Director-General for Internal Security
- In office 31 May 2012 – 1 June 2017
- Preceded by: Bernard Squarcini
- Succeeded by: Laurent Nuñez

Personal details
- Born: Patrick Louis Calvar 26 November 1955 (age 70) Antsirabe, French Madagascar

= Patrick Calvar =

French civil servant (born 1955)

Patrick Louis Calvar (/fr/; born 26 November 1955) is a French retired police officer and civil servant who served as head of the General Directorate for Internal Security (DGSI) from 2012 to 2017.

==Career==
Calvar spent over 30 years in the French security and intelligence services, starting his career during the Cold War. He joined the police in 1977 and the security service in 1984. He has worked at all levels of responsibility and was eventually appointed deputy director of the Direction de la surveillance du territoire (DST) in 2007.

In December 2009, he became director of intelligence of the foreign intelligence service, the General Directorate for External Security (DGSE). In May 2012, he was appointed director-general of the French internal security service, the General Directorate for Internal Security (DCRI then DGSI). In that capacity he faced the January 2015 Charlie Hebdo shooting, the November 2015 Paris attacks, and the 2016 Nice truck attack.
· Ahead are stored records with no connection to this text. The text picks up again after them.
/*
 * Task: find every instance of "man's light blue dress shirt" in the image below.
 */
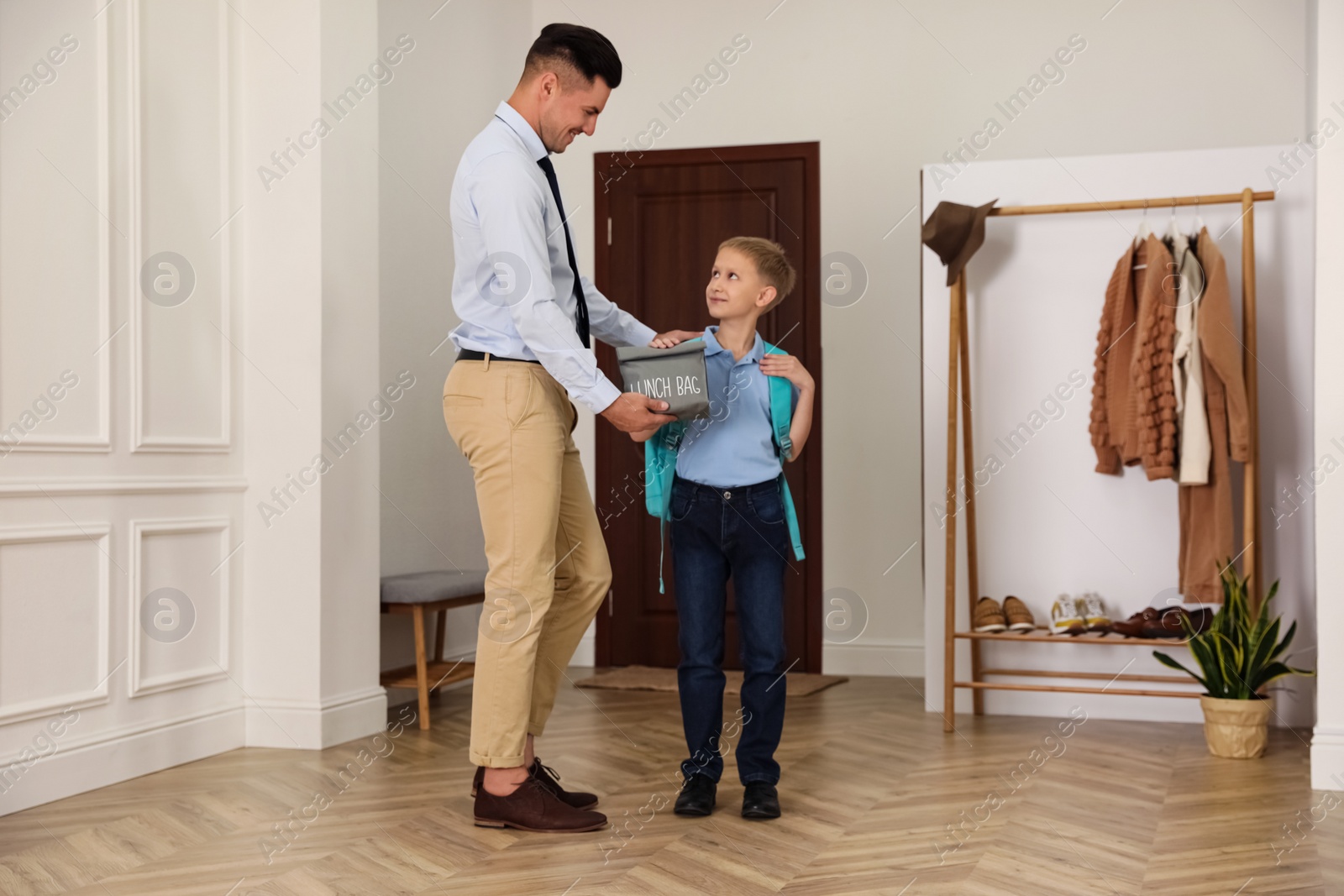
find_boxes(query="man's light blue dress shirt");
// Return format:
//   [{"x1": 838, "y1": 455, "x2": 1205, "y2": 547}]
[{"x1": 449, "y1": 102, "x2": 657, "y2": 414}]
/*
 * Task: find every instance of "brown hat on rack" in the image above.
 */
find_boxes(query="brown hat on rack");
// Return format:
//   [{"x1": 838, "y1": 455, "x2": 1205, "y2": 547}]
[{"x1": 922, "y1": 199, "x2": 999, "y2": 286}]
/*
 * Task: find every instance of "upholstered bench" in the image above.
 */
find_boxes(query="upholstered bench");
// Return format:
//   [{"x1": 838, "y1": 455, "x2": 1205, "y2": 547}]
[{"x1": 381, "y1": 569, "x2": 486, "y2": 731}]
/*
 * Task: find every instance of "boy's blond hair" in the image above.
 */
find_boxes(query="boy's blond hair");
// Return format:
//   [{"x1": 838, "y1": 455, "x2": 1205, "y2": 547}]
[{"x1": 719, "y1": 237, "x2": 798, "y2": 314}]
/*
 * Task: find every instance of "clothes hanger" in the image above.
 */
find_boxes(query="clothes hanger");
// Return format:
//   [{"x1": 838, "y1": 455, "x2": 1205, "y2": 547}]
[
  {"x1": 1167, "y1": 196, "x2": 1180, "y2": 242},
  {"x1": 1134, "y1": 199, "x2": 1153, "y2": 246},
  {"x1": 1133, "y1": 199, "x2": 1153, "y2": 270}
]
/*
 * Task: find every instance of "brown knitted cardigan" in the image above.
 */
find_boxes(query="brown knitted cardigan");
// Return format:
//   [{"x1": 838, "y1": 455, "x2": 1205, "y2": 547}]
[{"x1": 1089, "y1": 235, "x2": 1176, "y2": 479}]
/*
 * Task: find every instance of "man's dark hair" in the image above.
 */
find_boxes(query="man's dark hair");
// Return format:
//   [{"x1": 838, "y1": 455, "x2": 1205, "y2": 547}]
[{"x1": 522, "y1": 22, "x2": 621, "y2": 90}]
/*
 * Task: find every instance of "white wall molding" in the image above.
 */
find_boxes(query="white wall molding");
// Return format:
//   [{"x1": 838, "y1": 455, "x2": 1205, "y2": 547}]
[
  {"x1": 0, "y1": 522, "x2": 116, "y2": 724},
  {"x1": 0, "y1": 704, "x2": 244, "y2": 815},
  {"x1": 246, "y1": 685, "x2": 387, "y2": 750},
  {"x1": 0, "y1": 475, "x2": 247, "y2": 498},
  {"x1": 822, "y1": 638, "x2": 925, "y2": 679},
  {"x1": 1312, "y1": 726, "x2": 1344, "y2": 790},
  {"x1": 1311, "y1": 3, "x2": 1344, "y2": 790},
  {"x1": 126, "y1": 517, "x2": 234, "y2": 697}
]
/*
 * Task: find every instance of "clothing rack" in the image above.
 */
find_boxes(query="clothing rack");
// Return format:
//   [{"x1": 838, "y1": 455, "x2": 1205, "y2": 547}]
[{"x1": 942, "y1": 186, "x2": 1274, "y2": 732}]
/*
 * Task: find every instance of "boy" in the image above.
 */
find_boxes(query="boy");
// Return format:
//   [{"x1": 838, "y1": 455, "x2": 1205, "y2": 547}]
[{"x1": 642, "y1": 237, "x2": 815, "y2": 818}]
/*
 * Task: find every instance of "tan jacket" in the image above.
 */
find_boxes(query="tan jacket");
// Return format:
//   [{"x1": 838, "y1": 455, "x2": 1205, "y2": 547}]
[
  {"x1": 1089, "y1": 235, "x2": 1176, "y2": 479},
  {"x1": 1178, "y1": 230, "x2": 1250, "y2": 602}
]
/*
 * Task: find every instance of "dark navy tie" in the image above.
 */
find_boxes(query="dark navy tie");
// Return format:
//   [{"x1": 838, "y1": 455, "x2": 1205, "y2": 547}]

In a testimony in front of the Senate Committee on Foreign Affairs, National Defence and the Armed Forces on 17 February 2016, Calvar stated about Islamic terrorists to have observed them going back to the "state of animals". He retired from the civil service in June 2017.

Currently Calvar is the head of C. Conseil, a strategic intelligence consulting company. He also teaches at Sciences Po and is a special advisor at the Institut Montaigne think tank.